When we repeat this process for all 4 of the adjacent squares already on the open list, we find that none of the paths are improved by going through the current square, so we don't change anything. So now that we looked at all of the adjacent squares, we are done with this square, and ready to move to the next square.
So we go through the list of squares on our open list, which is now down to 7 squares, and we pick the one with the lowest F cost. Interestingly, in this case, there are two squares with a score of 54. So which do we choose? It doesn't really matter. For the purposes of speed, it can be faster to choose the last one you added to the open list. This biases the search in favor of squares that get found later on in the search, when you have gotten closer to the target. But it doesn't really matter. (Differing treatment of ties is why two versions of A* may find different paths of equal length.)

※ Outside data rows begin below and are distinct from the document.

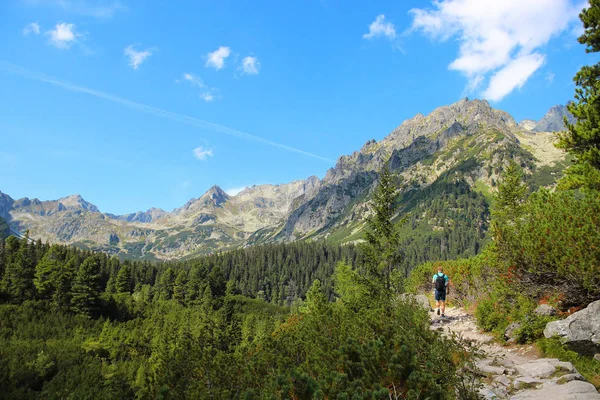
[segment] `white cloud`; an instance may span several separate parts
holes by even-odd
[[[186,72],[183,74],[183,80],[188,82],[192,86],[196,86],[200,89],[204,89],[202,93],[200,93],[200,98],[206,102],[211,102],[217,99],[216,92],[218,92],[217,88],[209,87],[204,83],[204,81],[197,75]]]
[[[194,74],[190,74],[189,72],[183,74],[183,79],[188,81],[193,86],[198,86],[200,88],[206,87],[206,85],[204,84],[202,79],[200,79],[200,77]]]
[[[554,36],[571,30],[586,3],[440,0],[433,2],[433,9],[410,11],[411,30],[440,41],[457,38],[459,53],[448,68],[467,77],[467,90],[489,79],[483,95],[499,101],[522,87],[543,65],[545,57],[540,48]]]
[[[260,69],[260,62],[256,57],[244,57],[242,60],[242,69],[245,74],[248,75],[258,75],[258,70]]]
[[[225,59],[231,54],[229,47],[221,46],[212,53],[206,55],[206,66],[219,70],[225,66]]]
[[[311,153],[308,151],[301,150],[296,147],[288,146],[283,143],[274,142],[269,139],[265,139],[261,136],[253,135],[251,133],[241,131],[238,129],[230,128],[225,125],[219,125],[215,122],[206,121],[203,119],[195,118],[189,115],[180,114],[172,111],[165,110],[163,108],[158,108],[151,106],[149,104],[138,103],[133,100],[129,100],[123,97],[115,96],[110,93],[102,92],[100,90],[95,90],[85,86],[78,86],[68,81],[63,81],[52,76],[47,76],[43,74],[39,74],[33,71],[29,71],[21,66],[14,65],[11,63],[7,63],[5,61],[0,60],[0,71],[4,71],[16,76],[21,76],[27,79],[31,79],[37,82],[46,83],[48,85],[52,85],[57,88],[61,88],[64,90],[68,90],[70,92],[76,94],[84,94],[87,96],[93,96],[98,99],[110,101],[112,103],[118,104],[122,107],[129,108],[131,110],[137,111],[142,114],[153,115],[160,118],[166,118],[171,121],[179,122],[181,124],[186,124],[192,126],[197,129],[201,129],[203,131],[211,131],[215,133],[220,133],[224,135],[229,135],[231,137],[235,137],[242,140],[248,140],[256,143],[261,143],[266,146],[271,146],[280,150],[285,150],[289,152],[293,152],[296,154],[301,154],[307,157],[317,158],[322,161],[326,161],[329,164],[335,163],[335,160],[327,157],[320,156],[315,153]]]
[[[146,49],[142,51],[137,51],[134,49],[134,46],[135,45],[130,44],[129,46],[125,47],[123,53],[129,58],[129,65],[133,69],[138,69],[138,67],[142,65],[142,63],[152,55],[152,52],[154,50]]]
[[[246,188],[248,188],[248,186],[240,186],[240,187],[237,187],[237,188],[226,189],[225,193],[227,193],[230,196],[235,196],[235,195],[239,194],[241,191],[243,191]]]
[[[23,28],[23,35],[28,36],[31,33],[36,35],[40,34],[40,25],[37,22],[27,24],[25,25],[25,28]]]
[[[385,15],[379,14],[375,21],[369,25],[369,33],[363,35],[364,39],[373,39],[378,36],[385,36],[390,40],[396,38],[396,28],[391,22],[385,22]]]
[[[196,147],[194,149],[194,157],[196,157],[198,160],[204,161],[208,157],[212,157],[212,156],[213,156],[212,149],[205,149],[202,146]]]
[[[516,88],[521,88],[527,79],[544,64],[545,57],[539,53],[527,54],[509,62],[490,79],[483,92],[486,99],[499,101]]]
[[[81,36],[75,32],[75,24],[64,22],[56,24],[54,29],[49,30],[46,34],[50,35],[50,43],[59,49],[68,49]]]

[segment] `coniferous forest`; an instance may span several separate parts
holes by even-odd
[[[600,51],[600,0],[580,18]],[[479,328],[505,343],[513,325],[512,343],[600,388],[596,359],[544,333],[600,299],[599,81],[600,64],[575,76],[555,186],[510,153],[493,194],[450,174],[400,193],[388,162],[358,244],[132,261],[8,236],[0,218],[0,399],[479,399],[477,349],[407,295],[440,266]]]
[[[352,246],[150,264],[9,237],[0,254],[3,398],[443,398],[459,385],[458,345],[383,275],[351,268]]]

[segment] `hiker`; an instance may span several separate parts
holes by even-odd
[[[441,265],[438,267],[438,272],[433,275],[433,287],[435,294],[435,306],[438,309],[438,315],[440,315],[440,307],[442,309],[442,317],[445,317],[444,311],[446,310],[446,293],[448,289],[448,283],[450,278],[444,274],[444,267]]]

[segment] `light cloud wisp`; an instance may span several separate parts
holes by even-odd
[[[133,69],[138,69],[138,67],[152,55],[152,51],[152,49],[137,51],[135,49],[135,45],[130,44],[129,46],[125,47],[123,54],[125,54],[129,59],[129,66],[131,66]]]
[[[50,36],[50,44],[59,49],[68,49],[81,35],[75,32],[75,24],[61,22],[54,29],[46,32]]]
[[[258,75],[260,69],[258,58],[252,56],[244,57],[242,60],[242,69],[245,74]]]
[[[375,21],[369,25],[369,32],[363,35],[364,39],[374,39],[383,36],[390,40],[396,38],[396,27],[391,22],[385,21],[385,15],[379,14]]]
[[[249,141],[253,141],[253,142],[257,142],[257,143],[262,143],[262,144],[265,144],[265,145],[268,145],[271,147],[276,147],[278,149],[290,151],[290,152],[297,153],[297,154],[302,154],[304,156],[318,158],[319,160],[323,160],[323,161],[327,161],[327,162],[334,162],[334,160],[332,160],[332,159],[329,159],[326,157],[321,157],[317,154],[310,153],[308,151],[300,150],[295,147],[287,146],[285,144],[281,144],[281,143],[277,143],[277,142],[274,142],[274,141],[271,141],[268,139],[264,139],[260,136],[252,135],[247,132],[239,131],[237,129],[232,129],[232,128],[229,128],[229,127],[226,127],[223,125],[215,124],[215,123],[209,122],[209,121],[204,121],[204,120],[190,117],[187,115],[163,110],[158,107],[152,107],[152,106],[138,103],[138,102],[135,102],[132,100],[124,99],[122,97],[114,96],[112,94],[105,93],[105,92],[102,92],[99,90],[94,90],[94,89],[89,89],[89,88],[86,88],[83,86],[74,85],[70,82],[62,81],[62,80],[59,80],[59,79],[56,79],[53,77],[49,77],[46,75],[31,72],[25,68],[22,68],[17,65],[10,64],[10,63],[4,62],[4,61],[0,61],[0,70],[11,73],[13,75],[19,75],[19,76],[22,76],[27,79],[36,80],[38,82],[48,83],[48,84],[69,90],[71,92],[83,93],[83,94],[87,94],[89,96],[108,100],[113,103],[125,106],[127,108],[131,108],[138,112],[155,115],[157,117],[167,118],[172,121],[184,123],[184,124],[187,124],[187,125],[199,128],[199,129],[209,130],[209,131],[217,132],[217,133],[223,133],[223,134],[226,134],[229,136],[234,136],[234,137],[237,137],[240,139],[249,140]]]
[[[540,48],[572,29],[587,1],[439,0],[410,11],[411,31],[439,41],[457,38],[460,49],[448,66],[468,79],[467,91],[487,82],[483,95],[502,100],[545,62]]]
[[[206,66],[213,67],[217,71],[225,66],[225,59],[231,54],[229,47],[221,46],[212,53],[206,55]]]
[[[206,85],[199,76],[186,72],[183,74],[183,80],[188,82],[190,85],[196,86],[203,90],[202,93],[200,93],[200,98],[202,100],[211,102],[217,98],[215,93],[218,91],[218,89]]]
[[[23,35],[29,36],[32,33],[35,35],[40,34],[40,25],[37,22],[27,24],[25,25],[25,28],[23,28]]]
[[[196,157],[198,160],[204,161],[208,157],[212,157],[212,156],[213,156],[212,149],[206,149],[202,146],[196,147],[194,149],[194,157]]]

So let's choose the one just below, and to the right of the starting square, as is shown in the following illustration.
This time, when we check the adjacent squares we find that the one to the immediate right is a wall square, so we ignore that. The same goes for the one just above that. We also ignore the square just below the wall. Why? Because you can't get to that square directly from the current square without cutting across the corner of the nearby wall. You really need to go down first and then move over to that square, moving around the corner in the process. (Note: This rule on cutting corners is optional. Its use depends on how your nodes are placed.)

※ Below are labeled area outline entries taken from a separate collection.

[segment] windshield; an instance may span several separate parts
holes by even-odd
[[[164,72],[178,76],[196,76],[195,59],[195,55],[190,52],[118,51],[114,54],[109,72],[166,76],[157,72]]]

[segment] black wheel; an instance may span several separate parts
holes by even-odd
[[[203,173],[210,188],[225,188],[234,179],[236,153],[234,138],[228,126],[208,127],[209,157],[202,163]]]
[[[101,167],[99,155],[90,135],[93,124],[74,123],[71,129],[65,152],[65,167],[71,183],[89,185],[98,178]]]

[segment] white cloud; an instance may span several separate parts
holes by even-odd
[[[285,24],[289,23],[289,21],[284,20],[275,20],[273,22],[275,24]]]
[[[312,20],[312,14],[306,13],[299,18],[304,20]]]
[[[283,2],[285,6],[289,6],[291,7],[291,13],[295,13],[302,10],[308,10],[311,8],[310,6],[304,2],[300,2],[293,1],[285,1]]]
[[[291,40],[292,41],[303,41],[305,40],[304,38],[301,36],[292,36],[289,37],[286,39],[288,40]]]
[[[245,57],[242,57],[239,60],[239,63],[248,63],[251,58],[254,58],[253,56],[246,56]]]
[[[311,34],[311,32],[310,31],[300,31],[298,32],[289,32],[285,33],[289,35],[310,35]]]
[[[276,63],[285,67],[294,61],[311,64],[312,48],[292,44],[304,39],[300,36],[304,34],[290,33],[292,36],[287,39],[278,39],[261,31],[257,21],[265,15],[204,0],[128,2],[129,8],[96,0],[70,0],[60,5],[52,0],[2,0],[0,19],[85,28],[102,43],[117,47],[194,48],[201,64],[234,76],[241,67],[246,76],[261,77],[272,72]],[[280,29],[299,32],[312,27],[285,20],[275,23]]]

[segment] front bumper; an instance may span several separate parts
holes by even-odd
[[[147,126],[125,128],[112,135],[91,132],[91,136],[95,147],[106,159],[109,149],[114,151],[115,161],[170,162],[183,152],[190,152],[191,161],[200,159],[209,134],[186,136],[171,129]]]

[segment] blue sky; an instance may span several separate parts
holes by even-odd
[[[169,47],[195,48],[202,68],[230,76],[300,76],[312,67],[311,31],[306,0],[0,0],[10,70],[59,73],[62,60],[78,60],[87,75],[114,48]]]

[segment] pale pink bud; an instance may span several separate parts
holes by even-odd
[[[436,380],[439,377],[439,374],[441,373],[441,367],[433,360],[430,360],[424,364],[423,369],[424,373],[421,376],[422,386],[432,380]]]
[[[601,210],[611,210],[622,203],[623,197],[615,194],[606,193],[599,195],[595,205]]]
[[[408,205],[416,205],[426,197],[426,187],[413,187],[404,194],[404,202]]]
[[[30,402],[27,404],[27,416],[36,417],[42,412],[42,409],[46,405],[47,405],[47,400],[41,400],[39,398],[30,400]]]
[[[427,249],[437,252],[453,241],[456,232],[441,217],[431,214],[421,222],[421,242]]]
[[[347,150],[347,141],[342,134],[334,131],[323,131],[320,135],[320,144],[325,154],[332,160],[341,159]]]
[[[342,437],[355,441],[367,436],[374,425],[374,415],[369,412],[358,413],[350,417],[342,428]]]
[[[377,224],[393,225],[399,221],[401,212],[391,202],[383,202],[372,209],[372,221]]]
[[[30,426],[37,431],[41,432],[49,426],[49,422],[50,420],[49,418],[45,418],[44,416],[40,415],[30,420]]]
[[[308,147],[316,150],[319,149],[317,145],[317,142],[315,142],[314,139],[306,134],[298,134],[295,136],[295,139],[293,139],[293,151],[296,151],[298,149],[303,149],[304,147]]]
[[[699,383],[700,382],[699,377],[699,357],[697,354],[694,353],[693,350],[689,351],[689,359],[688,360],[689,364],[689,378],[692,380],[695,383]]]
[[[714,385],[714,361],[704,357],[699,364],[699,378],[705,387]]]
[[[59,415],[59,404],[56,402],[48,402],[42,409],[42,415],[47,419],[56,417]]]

That leaves five other squares. The other two squares below the current square aren't already on the open list, so we add them and the current square becomes their parent. Of the other three squares, two are already on the closed list (the starting square, and the one just above the current square, both highlighted in blue in the diagram), so we ignore them. And the last square, to the immediate left of the current square, is checked to see if the G score is any lower if you go through the current square to get there. No dice. So we're done and ready to check the next square on our open list.
We repeat this process until we add the target square to the closed list, at which point it looks something like the illustration below.
Note that the parent square for the square two squares below the starting square has changed from the previous illustration. Before it had a G score of 28 and pointed back to the square above it and to the right. Now it has a score of 20 and points to the square just above it. This happened somewhere along the way on our search, where the G score was checked and it turned out to be lower using a new path – so the parent was switched and the G and F scores were recalculated. While this change doesn't seem too important in this example, there are plenty of possible situations where this constant checking will make all the difference in determining the best path to your target.
So how do we determine the path? Simple, just start at the red target square, and work backwards moving from one square to its parent, following the arrows. This will eventually take you back to the starting square, and that's your path. It should look like the following illustration. Moving from the starting square A to the destination square B is simply a matter of moving from the center of each square (the node) to the center of the next square on the path, until you reach the target.